I started with a 200 bar / 3000 psi SCUBA tank and quickly sold it and replaced it with a 300bar / 4500 psi SCBA tank.
Most pre charged pneumatic air rifles like around a 200 bar fill. With a 200 bar tank, that means you can only fill the rifle totally full for the initial fill and every fill after that is short filled as the pressure in the tank will decrease every subsequent fill.
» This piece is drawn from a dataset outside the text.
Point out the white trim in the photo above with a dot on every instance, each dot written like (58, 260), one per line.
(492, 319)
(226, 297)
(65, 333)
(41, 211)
With a 300 bar tank, you can get many complete fills out of the tank until the tank gets down to 200 bar and then after that you can still get many partial fills before having to refill the tank.
Better still is a cascade setup with two tanks; you use the initial tank for the bulk fill and one the initial tank drops below 200 bar and you can no longer fill the rifle completely you do the bulk fill off the initial tank, then close the valve for that tank, and do the final "top off" with the second tank. You can get *many* fills out of a cascade arrangement but it does cost substantially more (two tanks plus dual fill adapters.)
I have a twin tank cascade setup and have 3x 44CF 300bar / 4500 PSI tanks-- the double tank cascade filling arrangement gets me many, many fills of the rifle before I have to have the tank refilled. Once one tank becomes too low to fill the rifle I switch to my spare 3rd tank and send the low tank with my firefighter buddy for a refill.
Remember that the filament wound 300 bar bottles have a 15 year lifespan. You can often pick up very good deals on ebay on tanks that have 7-8 years left on them, but you need to figure out your cost in dollars per year of lifespan and see if that used tank is really as good of a deal as you think compared to a new tank with a full 15 year lifespan.
Regarding a regulator, unless you plan to "tether" the gun to the bottle for a long shooting session a regulator isn't required-- you simply crack the valve and fill the gun until the gun is at its proper maximum pressure. Obviously don't open the valve wide open or walk away and let the bottle overfill the gun...
If you're only going to buy one bottle I would get either a 66cf, 71cf, 88cf, or 97cf 300 bar tank. Twin 44cf 300 bar bottles are more versatile and will actually get you more complete fills of the rifle before having to refill the tank than a single 66cf or 88cf tank but it will cost more up front.
Joe Brancato has a lot of good info here... I got all my fittings, microbore hoses, and gauges for my cascade filling arrangement from him.
http://airtanksforsale.com/
Oh, and find your local filling capabilities before shelling out a bunch of money. My local dive shop only has a 200bar / 3000 psi compressor for SCUBA tanks but my local fire station has no problem filling 300 bar / 4500 psi SCBA tanks.